Commissioner expectation: services must show a review process that can be audited and linked to outcomes. That means you can evidence (1) triggers, (2) decisions, (3) updated controls, and (4) measurable impact such as reduced incidents, improved stability, or maintained independence. In bids and contract reviews, the strongest narrative shows a line of sight from assessment → review → change in delivery → outcome.
Regulator / Inspector expectation: review activity must translate into safer day-to-day practice
Regulator / Inspector expectation (CQC): inspectors will look for consistency between documentation and lived experience. If risk assessments are updated but staff cannot describe changes, or the environment does not reflect new controls, the review system is not functioning.

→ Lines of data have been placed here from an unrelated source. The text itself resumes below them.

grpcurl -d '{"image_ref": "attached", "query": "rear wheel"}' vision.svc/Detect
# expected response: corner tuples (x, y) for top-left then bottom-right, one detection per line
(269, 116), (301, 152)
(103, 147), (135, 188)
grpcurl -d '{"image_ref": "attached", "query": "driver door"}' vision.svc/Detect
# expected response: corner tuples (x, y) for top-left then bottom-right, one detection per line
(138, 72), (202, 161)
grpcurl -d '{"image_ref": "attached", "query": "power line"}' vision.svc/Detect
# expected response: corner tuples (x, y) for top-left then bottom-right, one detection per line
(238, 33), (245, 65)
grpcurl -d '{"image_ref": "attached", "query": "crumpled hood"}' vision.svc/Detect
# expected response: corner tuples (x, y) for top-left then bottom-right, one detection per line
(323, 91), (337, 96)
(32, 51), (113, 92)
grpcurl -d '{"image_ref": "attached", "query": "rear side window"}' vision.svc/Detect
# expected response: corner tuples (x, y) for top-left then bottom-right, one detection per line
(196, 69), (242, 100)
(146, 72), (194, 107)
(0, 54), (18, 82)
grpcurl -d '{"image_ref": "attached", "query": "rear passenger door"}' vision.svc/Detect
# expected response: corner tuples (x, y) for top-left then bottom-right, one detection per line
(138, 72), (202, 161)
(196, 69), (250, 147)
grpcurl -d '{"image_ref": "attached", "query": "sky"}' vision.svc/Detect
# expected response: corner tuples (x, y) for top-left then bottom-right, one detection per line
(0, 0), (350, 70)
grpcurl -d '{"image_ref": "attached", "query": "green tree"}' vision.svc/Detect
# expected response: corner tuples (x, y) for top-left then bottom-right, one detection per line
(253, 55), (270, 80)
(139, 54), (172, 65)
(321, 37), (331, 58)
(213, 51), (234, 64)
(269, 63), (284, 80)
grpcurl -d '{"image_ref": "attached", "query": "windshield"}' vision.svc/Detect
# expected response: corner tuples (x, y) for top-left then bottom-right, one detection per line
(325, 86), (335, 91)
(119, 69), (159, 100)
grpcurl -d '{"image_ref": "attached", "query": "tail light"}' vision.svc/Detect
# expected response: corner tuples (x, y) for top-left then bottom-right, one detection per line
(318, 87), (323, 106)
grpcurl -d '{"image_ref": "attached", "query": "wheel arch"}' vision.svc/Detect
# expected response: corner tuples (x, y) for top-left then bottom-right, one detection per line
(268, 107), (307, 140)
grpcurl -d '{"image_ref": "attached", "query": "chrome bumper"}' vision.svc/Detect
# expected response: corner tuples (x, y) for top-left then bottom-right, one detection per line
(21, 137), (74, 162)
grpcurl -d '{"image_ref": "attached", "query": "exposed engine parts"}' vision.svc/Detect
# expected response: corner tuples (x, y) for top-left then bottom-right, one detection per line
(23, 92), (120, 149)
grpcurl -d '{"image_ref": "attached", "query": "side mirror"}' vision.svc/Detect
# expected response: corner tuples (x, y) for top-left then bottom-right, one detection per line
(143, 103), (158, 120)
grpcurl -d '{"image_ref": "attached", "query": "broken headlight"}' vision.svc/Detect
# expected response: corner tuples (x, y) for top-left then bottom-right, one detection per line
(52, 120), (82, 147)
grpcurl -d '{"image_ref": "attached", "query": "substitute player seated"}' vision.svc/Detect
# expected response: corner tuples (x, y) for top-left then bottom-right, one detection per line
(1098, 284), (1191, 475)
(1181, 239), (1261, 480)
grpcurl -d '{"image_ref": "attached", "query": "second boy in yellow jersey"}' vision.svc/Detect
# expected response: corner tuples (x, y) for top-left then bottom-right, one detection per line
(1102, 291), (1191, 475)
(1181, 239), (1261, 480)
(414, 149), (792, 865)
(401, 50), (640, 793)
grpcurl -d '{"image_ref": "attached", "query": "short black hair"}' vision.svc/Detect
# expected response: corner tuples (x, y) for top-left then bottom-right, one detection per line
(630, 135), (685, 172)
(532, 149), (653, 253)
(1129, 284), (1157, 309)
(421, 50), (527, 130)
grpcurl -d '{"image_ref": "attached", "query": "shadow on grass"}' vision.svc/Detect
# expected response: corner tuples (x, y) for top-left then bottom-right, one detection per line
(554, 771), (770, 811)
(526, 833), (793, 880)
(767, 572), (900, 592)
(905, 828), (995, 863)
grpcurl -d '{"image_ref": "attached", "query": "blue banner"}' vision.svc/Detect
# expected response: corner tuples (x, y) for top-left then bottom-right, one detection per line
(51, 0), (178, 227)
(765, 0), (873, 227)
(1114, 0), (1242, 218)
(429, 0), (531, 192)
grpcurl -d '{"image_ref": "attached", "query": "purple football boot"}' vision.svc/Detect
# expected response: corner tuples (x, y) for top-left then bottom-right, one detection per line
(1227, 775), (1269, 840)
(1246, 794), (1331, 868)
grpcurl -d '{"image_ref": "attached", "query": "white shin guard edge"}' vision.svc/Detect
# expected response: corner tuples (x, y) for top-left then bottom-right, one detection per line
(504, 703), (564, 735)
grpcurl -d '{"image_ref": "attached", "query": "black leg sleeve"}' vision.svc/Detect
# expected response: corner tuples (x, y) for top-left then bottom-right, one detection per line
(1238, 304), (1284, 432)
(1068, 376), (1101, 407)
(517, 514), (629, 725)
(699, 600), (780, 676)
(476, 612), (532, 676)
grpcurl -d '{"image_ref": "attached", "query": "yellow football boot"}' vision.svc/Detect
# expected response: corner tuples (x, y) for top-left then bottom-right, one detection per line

A defensible model shows that staff are briefed, changes are implemented across shifts, and learning is captured after incidents and complaints.
How to present this as “good evidence” in audits and tenders
When you describe your approach, avoid generic statements. Instead, evidence the mechanics:
- Define your triggers and timeframes (what prompts same-day review, what prompts 72-hour review, what prompts MDT input).
- Show how you keep controls proportionate and least restrictive, with review dates and rationales.
- Explain your assurance loop (spot checks, audits, supervision prompts, incident trend review).
- Use anonymised examples with context, action, delivery detail, and measurable change.
That level of specificity signals operational credibility and makes your approach easier for commissioners and inspectors to trust.